Она снова заговорила о выкидыше, умолчав о том, что он был вызван искусственно, но Матье заподозрил истину.

– Хуже всего, мой друг, что этот выкидыш меня совершенно искалечил. Пришлось обратиться к врачу, и, к счастью, я нашла по соседству очень приличного и любезного молодого человека. О, почти неизвестный врач, каких много, но я предпочла его любой знаменитости, потому что с ним я чувствую себя свободно, а главное – я спокойна за свою тайну, тем более что никто не обращает внимания на его визиты. Вот уже около трех месяцев он меня пользует и пока ничего обнадеживающего не сказал, – он считает, что при малейшей неосторожности я могу вновь забеременеть: что‑то у меня сместилось, какое‑то опущение, кажется. Представляете, каково мне при этой постоянной угрозе? Даже поцеловаться с мужчиной страшно. Так вот, мой милый доктор предложил мне одну операцию, но я боюсь ее, ужасно боюсь!

Матье удивленно развел руками.

– Неужели ваша болезнь так опасна?

Она подхватила его слова и с безутешным видом продолжала:

– Ну конечно! Я же говорю вам, что совершенно искалечена. Бывают дни, когда я испытываю невыносимые боли. И если врач стал поговаривать об операции, значит, он подозревает что‑то серьезное, а что – сама не знаю. Впрочем, он не хирург, он только сведет меня к знаменитому Году, тот меня осмотрит и, если понадобится, сделает операцию. И все равно я холодею при одной мысли об этом. Наверное, у меня никогда не хватит смелости решиться.

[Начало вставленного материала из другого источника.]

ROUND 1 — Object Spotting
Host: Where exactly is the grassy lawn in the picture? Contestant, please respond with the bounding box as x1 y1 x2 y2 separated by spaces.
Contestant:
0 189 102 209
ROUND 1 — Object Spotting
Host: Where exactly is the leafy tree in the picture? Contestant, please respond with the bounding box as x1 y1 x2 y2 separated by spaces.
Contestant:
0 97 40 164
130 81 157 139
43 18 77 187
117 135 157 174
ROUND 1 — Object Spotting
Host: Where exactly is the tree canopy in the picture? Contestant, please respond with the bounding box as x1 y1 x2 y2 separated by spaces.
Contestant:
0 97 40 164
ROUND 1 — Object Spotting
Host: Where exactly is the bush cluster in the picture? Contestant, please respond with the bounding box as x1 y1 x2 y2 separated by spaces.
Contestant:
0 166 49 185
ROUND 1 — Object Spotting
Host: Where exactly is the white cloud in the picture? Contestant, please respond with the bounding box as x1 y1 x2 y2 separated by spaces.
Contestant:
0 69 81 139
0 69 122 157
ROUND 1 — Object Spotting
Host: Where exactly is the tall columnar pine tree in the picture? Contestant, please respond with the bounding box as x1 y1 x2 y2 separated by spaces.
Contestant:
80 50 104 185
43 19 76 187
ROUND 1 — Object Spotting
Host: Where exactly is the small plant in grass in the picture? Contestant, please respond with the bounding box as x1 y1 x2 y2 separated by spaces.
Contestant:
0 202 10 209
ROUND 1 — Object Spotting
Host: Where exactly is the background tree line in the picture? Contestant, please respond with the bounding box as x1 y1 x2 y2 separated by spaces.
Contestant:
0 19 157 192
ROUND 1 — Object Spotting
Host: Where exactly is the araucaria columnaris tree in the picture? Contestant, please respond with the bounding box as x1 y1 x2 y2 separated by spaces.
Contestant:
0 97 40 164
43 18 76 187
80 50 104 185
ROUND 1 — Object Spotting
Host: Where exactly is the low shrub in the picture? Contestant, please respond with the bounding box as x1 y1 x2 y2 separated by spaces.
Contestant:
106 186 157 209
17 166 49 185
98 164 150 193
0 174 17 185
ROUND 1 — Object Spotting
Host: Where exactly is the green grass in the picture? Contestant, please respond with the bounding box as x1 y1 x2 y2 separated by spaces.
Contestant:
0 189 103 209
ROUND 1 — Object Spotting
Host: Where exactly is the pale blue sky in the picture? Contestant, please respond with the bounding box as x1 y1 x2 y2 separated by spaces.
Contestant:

И действительно, легкая тень промелькнула в ее огненном взгляде: казалось, неистовое желание заранее остывает в ней от предчувствия холодного прикосновения стали. В Серафине по‑прежнему боролись страхи мечта о безнаказанности наслаждений.

Матье взглянул на нее, и все его сомнения исчезли.

– Насколько мне известно, – тихо сказал он, – такие операции весьма рискованны. Это крайняя мера, к ней следует прибегать, когда угрожает смертельная опасность. Иначе оперируемых ждут только муки и разочарования.

– О! – запальчиво воскликнула она. – Надеюсь, вы сами понимаете, что я дам себя искромсать лишь в том случае, если это будет совершенно необходимо, и раньше хорошенько все разузнаю. Говорят, доктор Год будет оперировать одну из дочерей папаши Муано, – ну, знаете, того, который работает у моего брата на заводе. Я, пожалуй, навещу ее после операции, поговорю с ней.

– Дочь папаши Муано, – с горечью повторил удивленный Матье. – Не иначе, как это Эфрази, та, что всего четыре года назад вышла замуж и теперь имеет уже троих детей, из них двое – близнецы. Чтобы помочь этим беднякам, я взял к себе в услужение ее младшую сестренку Сесиль, ей скоро шестнадцать, но, боюсь, с работой она не справится, – стоит ей немного переутомиться, и она уже не в состоянии встать с постели. В наши дни девушки из народа истеричны и неуравновешенны, словно герцогини. Да что и говорить, немало отцов и матерей не получают никакой радости от своего многочисленного потомства, и это меня весьма печалит, потому что, если даже мы отбросим пагубные социальные условия и кое‑какие неблагоприятные обстоятельства, все вы, кто противится росту семьи и готов совсем ее разрушить, с готовностью будете ссылаться именно на исключительные случаи, лишь бы ваша взяла верх и я оказался неправ.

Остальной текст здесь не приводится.